The disulfide single chain homology modeling API creates homology models of single chain proteins using the Rosetta hybridize homology modeling method. By default, the hybridize method will automatically identify templates to use to construct the model. However, a custom template can be specified by the user. If the input sequence has cysteine residues capable of forming disulfide bonds, and those residues form disulfide bonds in the selected templates, Rosetta will attempt to maintain the disulfides in the homology model. Additionally, pairs of cystine residues can be explicitly marked as disulfides by the user.
The single chain homology modeling protocol works better on proteins larger than ~20 residues and smaller than 500 residues. The API is limited to proteins of less than 1000 residues. There are other modeling approaches which are better suited to modeling short peptides and very large structures.

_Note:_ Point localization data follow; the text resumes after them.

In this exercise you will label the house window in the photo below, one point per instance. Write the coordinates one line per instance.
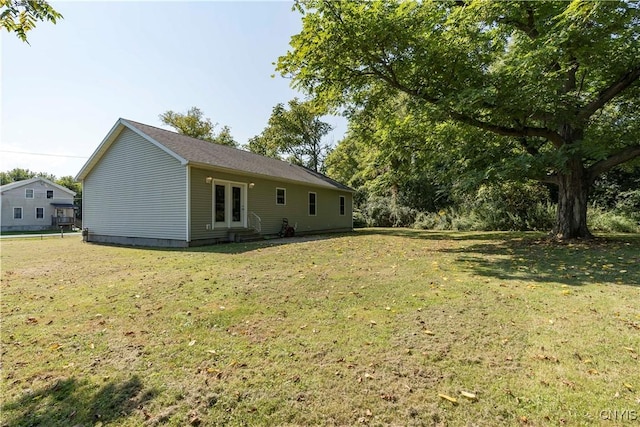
(312, 204)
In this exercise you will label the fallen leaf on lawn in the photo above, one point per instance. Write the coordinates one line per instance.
(449, 398)
(468, 395)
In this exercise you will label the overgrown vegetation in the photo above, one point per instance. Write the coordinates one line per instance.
(378, 327)
(510, 206)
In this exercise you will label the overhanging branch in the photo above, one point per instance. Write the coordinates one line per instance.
(612, 161)
(609, 93)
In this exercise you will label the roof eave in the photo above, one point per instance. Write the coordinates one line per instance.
(264, 176)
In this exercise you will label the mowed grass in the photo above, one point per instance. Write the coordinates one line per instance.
(377, 327)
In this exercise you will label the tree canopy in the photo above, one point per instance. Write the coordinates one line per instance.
(20, 16)
(553, 86)
(295, 133)
(195, 125)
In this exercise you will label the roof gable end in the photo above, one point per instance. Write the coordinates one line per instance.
(111, 137)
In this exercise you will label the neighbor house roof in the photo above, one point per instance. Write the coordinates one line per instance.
(27, 182)
(196, 152)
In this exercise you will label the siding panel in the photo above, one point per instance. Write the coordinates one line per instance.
(136, 190)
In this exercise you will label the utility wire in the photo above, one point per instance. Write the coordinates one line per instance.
(44, 154)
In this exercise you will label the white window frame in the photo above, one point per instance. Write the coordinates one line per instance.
(315, 203)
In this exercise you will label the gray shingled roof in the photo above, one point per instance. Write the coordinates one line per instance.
(196, 151)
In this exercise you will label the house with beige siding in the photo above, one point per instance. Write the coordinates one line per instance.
(35, 204)
(148, 186)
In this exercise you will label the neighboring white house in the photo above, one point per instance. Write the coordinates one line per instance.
(35, 204)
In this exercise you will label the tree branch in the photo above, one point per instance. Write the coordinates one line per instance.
(612, 161)
(609, 93)
(523, 131)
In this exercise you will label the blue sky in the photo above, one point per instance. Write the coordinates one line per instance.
(62, 93)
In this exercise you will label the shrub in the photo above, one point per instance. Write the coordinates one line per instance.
(611, 221)
(384, 212)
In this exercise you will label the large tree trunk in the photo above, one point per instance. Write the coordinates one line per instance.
(573, 193)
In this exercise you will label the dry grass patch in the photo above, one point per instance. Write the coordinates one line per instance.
(376, 327)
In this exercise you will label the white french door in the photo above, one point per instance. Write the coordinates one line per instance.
(229, 204)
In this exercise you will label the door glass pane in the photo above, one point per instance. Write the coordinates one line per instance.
(237, 205)
(219, 203)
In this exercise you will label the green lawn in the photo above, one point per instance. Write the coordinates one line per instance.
(378, 327)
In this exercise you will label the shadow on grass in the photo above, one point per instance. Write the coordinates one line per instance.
(239, 248)
(614, 260)
(70, 402)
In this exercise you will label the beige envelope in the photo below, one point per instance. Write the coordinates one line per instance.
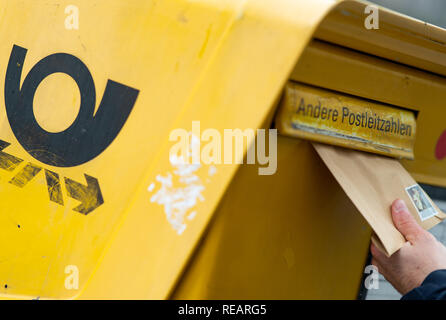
(373, 182)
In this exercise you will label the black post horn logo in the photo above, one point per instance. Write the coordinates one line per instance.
(89, 134)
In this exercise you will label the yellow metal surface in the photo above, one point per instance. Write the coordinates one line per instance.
(304, 241)
(330, 117)
(187, 60)
(343, 70)
(78, 200)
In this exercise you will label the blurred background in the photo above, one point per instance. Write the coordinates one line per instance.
(434, 12)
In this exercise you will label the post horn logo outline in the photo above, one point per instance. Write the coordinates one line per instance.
(89, 135)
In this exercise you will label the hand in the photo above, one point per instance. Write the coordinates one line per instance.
(421, 255)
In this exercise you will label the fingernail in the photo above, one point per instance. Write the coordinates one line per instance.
(399, 205)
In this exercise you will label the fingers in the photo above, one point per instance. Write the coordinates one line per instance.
(404, 222)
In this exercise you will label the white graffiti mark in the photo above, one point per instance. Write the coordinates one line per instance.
(180, 189)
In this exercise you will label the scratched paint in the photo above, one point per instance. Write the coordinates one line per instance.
(180, 189)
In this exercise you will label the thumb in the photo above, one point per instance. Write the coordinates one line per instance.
(404, 221)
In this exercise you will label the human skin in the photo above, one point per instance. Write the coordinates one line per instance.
(422, 253)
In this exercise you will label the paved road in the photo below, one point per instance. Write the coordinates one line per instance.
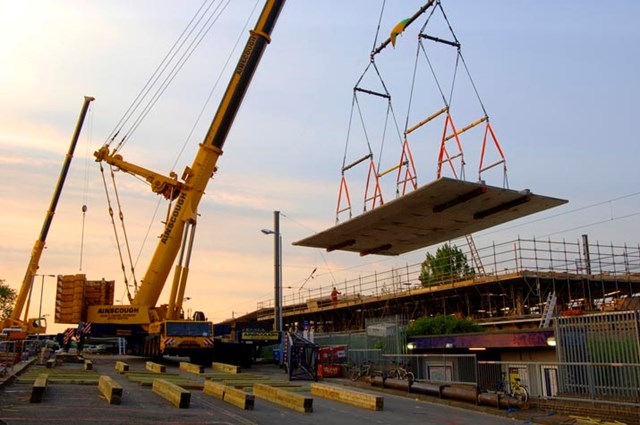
(82, 404)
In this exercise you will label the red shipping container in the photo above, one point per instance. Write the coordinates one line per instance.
(330, 370)
(339, 353)
(325, 355)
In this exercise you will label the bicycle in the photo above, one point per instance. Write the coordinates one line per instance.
(399, 372)
(363, 369)
(518, 391)
(512, 388)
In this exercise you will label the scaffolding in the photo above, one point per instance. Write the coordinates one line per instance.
(514, 286)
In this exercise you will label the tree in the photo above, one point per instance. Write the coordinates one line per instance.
(449, 264)
(442, 325)
(7, 298)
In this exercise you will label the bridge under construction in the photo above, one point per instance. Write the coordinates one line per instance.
(519, 284)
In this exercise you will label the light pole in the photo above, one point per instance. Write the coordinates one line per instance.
(40, 306)
(277, 255)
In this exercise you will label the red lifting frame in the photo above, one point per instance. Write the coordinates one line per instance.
(343, 190)
(445, 153)
(377, 192)
(489, 131)
(406, 160)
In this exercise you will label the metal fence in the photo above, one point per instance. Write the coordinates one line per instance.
(603, 382)
(495, 260)
(12, 352)
(614, 383)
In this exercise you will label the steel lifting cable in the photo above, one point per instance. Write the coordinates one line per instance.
(177, 67)
(115, 230)
(162, 69)
(461, 58)
(124, 231)
(147, 87)
(85, 190)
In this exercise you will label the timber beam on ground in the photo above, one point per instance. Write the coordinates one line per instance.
(298, 402)
(173, 393)
(155, 367)
(190, 367)
(39, 388)
(110, 389)
(347, 396)
(122, 367)
(224, 367)
(229, 395)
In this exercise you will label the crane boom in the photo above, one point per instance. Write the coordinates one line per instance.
(36, 253)
(197, 176)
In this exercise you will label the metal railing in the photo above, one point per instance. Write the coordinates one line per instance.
(614, 383)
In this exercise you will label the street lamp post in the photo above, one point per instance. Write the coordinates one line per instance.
(41, 295)
(277, 254)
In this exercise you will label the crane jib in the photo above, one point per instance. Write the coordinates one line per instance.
(174, 217)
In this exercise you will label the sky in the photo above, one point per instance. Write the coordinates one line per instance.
(559, 81)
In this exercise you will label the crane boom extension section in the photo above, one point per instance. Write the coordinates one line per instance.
(187, 195)
(38, 325)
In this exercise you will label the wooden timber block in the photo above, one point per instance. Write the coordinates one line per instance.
(343, 395)
(294, 401)
(39, 387)
(110, 389)
(230, 395)
(122, 367)
(156, 367)
(178, 396)
(190, 367)
(225, 367)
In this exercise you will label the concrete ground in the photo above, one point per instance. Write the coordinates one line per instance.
(79, 404)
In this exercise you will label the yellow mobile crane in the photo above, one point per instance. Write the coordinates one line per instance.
(154, 330)
(39, 325)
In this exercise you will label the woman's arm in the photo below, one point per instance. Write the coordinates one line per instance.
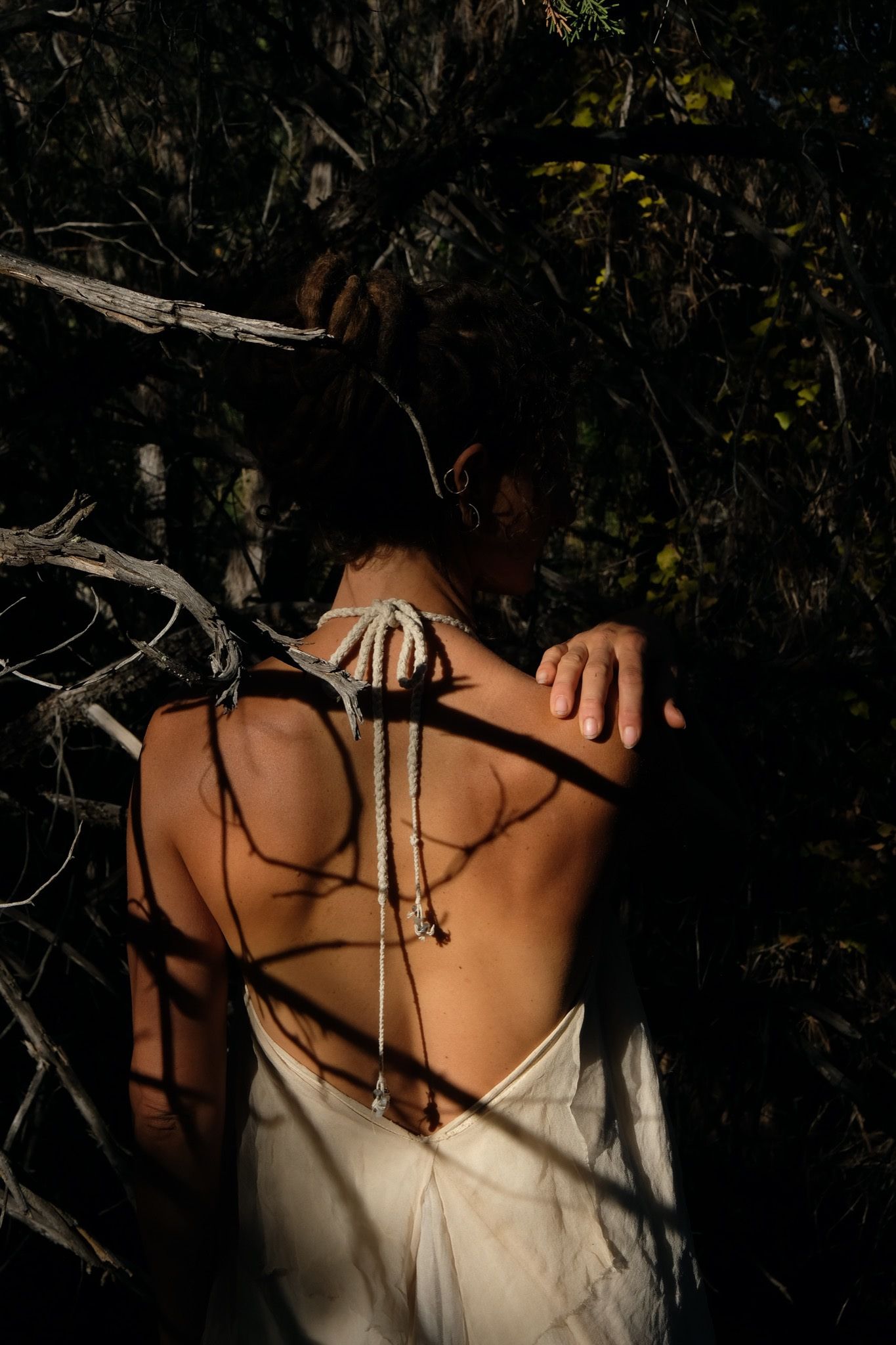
(177, 957)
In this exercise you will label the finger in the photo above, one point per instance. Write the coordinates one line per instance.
(673, 716)
(630, 715)
(597, 680)
(547, 667)
(567, 677)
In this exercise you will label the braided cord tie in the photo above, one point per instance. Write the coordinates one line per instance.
(370, 632)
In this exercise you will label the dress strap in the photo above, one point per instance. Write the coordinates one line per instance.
(370, 632)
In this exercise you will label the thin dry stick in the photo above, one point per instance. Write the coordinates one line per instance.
(151, 315)
(56, 542)
(50, 1222)
(45, 1048)
(24, 902)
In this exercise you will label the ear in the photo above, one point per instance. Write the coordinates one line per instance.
(471, 460)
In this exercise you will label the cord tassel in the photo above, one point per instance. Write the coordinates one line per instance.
(370, 632)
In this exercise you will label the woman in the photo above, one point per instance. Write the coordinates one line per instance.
(448, 1132)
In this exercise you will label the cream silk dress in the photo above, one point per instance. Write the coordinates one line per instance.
(550, 1212)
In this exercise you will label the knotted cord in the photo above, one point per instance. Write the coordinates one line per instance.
(370, 631)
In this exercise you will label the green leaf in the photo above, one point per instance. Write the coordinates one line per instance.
(668, 558)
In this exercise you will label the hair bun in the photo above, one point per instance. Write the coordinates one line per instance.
(372, 319)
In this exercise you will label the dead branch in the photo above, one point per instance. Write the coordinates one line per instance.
(24, 902)
(56, 542)
(151, 315)
(51, 937)
(43, 1048)
(345, 686)
(46, 1219)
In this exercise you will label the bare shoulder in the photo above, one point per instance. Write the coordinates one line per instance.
(177, 751)
(517, 703)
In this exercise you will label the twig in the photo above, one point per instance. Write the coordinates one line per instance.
(26, 902)
(152, 315)
(47, 1049)
(345, 686)
(56, 542)
(46, 1219)
(116, 731)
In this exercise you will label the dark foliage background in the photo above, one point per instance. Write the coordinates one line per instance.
(708, 198)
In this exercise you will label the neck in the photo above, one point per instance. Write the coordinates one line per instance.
(410, 575)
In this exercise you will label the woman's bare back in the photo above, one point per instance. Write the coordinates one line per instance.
(272, 811)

This tool is a modification of the HM tool in Cyrus Bench; it has added hooks for the disulfide list. It should otherwise perform very similarly to that tool.
- Input sequence– a protein sequence
- CLI argument: –sequence SECVECGGFCPDPEKMGDWCCGRCIRNECRCG
- Python submit() argument: sequence=”SECVECGGFCPDPEKMGDWCCGRCIRNECRCG”
- Only canonical amino acids are supported
- Disulfide List (optional) — A list of residue number pairs which should form disulfide bonds
- CLI argument: –disulfide-list “1:10,3:5”
- Python submit() argument: disulfide_list=[(1,10), (3,5)]
- The numbering scheme is against the input sequence (the first residue is 1).
- Each residue should only be referenced in one disulfide pair
- Each residue should be within range for the submitted sequence, and already a cysteine in that sequence.
- Residues should be in a location such that they can reasonably participate in a disulfide bond without major movement of the protein backbone
- Rosetta will attempt to satisfy these disulfides but is not guaranteed to form them
- Other disulfides may be formed depending on the protein sequence and template selection
- Residues in the disulfide list should not already be in competing disulfides. For example if the templates have a disulfide from 10 to 30, do not submit 10-15 as a disulfide pair.
- You may explicitly list disulfides you expect to form that are already in your templates as a reinforcement of the desired patterns. This will increase the occurrence of those disulfides in your results if Rosetta finds the disulfides marginal.
- Custom template (optional) — A PDB file to be used as a custom template. The input sequence will be threaded along this template.
- CLI argument: –template template.pdb
- Python submit() argument: template=”template.pdb”
- The template structure should have high sequence homology to the template.
Output file description
- Models folder – 5 PDB files representing the centers of the top-scoring clusters of models generated during the homology modeling process.
- score.sc – The Rosetta scores associated with the 5 cluster centers.
Output file interpretation
Cyrus’s HM tool returns 5 cluster centers after running a large number of HM trajectories. This clustering is balanced to return 5 models that have good energy within their structural cluster and represent different clusters.
If all 5 models are similar even after clustering, it means that HM was highly converged and/or that the template match was very high. This is a good sign, it means Rosetta has good confidence in this prediction.
If there are 5 distinct predictions, it may mean that the default sampling is insufficient, or that this particular problem is harder than this API is able to accommodate – please let Cyrus know and we can discuss other options for this type of modeling problem.